Rabu, 27 Oktober 2004

Menteri Jangan Lindungi Konglomerat Hitam

[Tempo Interaktif] - Pengamat ekonomi Faisal Basri mengecam keras pernyataan Menteri Koordinator Perekonomian Aburizal Bakrie soal pemberian surat keterangan lunas oleh Badan Penyehatan Perbankan Nasional (BPPN) kepada pengutang kakap. Menurut Faisal, kebijakan itu berarti memberikan perlindungan kepada konglomerat hitam. Padahal, seharusnya pemerintah baru mengkaji ulang munculnya surat lunas tersebut. "Inilah susahnya pengusaha jadi menteri perekonomian. Menko terdahulu saja bisa netral, masak sekarang melindungi konglomerat hitam?" tanyanya kepada Tempo.

Usai rapat koordinasi menteri-menteri ekonomi, Selasa (26/10), Aburizal Bakrie menandaskan, pemerintahan baru tidak akan mencabut keputusan pemberian surat keterangan lunas oleh BPPN kepada para pengutang kakap. ?Kami tidak akan mencabut keputusan itu,? ujarnya. Menurut Ical, demikian ia biasa dipanggil, kebijakan pemberian surat lunas yang merupakan "tiket" untuk mendapatkan release and discharge (R & D) alias pembebasan dari segala tuntutan hukum kepada para konglomerat merupakan kebijakan pemerintahan lama.

Faisal melihat, pernyataan Ical sejalan dan merupakan kelanjutan komitmen Presiden Susilo Bambang Yudhoyono yang tidak akan mengganggu gugat konglomerat. Padahal, lanjutnya, pemerintah seharusnya mengkaji munculnya surat pernyataan bebas ini. "Ada semacam konspirasi. Lihat saja siapa Syafruddin Temenggung (mantan Ketua BPPN yang mengeluarkan R & D dan surat keterangan lunas,red)," katanya.

Secara terpisah, mantan Tim Bantuan Hukum BPPN, Luhut Pangaribuan, mempertanyakan kapasitas Aburizal mengeluarkan pernyataan itu. "Bukan kompetensi Aburizal Bakrie. Ini merupakan keputusan hukum," katanya.
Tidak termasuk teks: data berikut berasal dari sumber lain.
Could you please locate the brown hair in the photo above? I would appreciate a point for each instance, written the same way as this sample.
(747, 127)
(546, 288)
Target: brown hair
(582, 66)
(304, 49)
Ia juga menegaskan, meski secara hukum perdata proses hukum konglomerat itu sudah selesai, para konglomerat yang terbukti melakukan penyimpangan dalam penyelesaian utang masih bisa dijerat oleh hukum pidana.

Sejauh ini, sebanyak 21 debitor telah mendapatkan surat lunas, di antaranya Salim, Sjamsul Nursalim, dan Mohammad "Bob" Hasan. Sementara itu, sebelas pengutang lainnya belum melunasi dan dikategorikan sebagai debitor tidak kooperatif. Mereka di antaranya, Kaharuddin Ongko (Bank Umum Nasional Rp 8,3 triliun), Samadikun Hartono (Bank Modern Rp 2,663 triliun), Marimutu Sinivasan (Bank Putera Multikarsa Rp 1,1 triliun), dan Tarunojoyo serta David Nusa Widjaja (Bank Umum Servitia, Rp 3,336 triliun).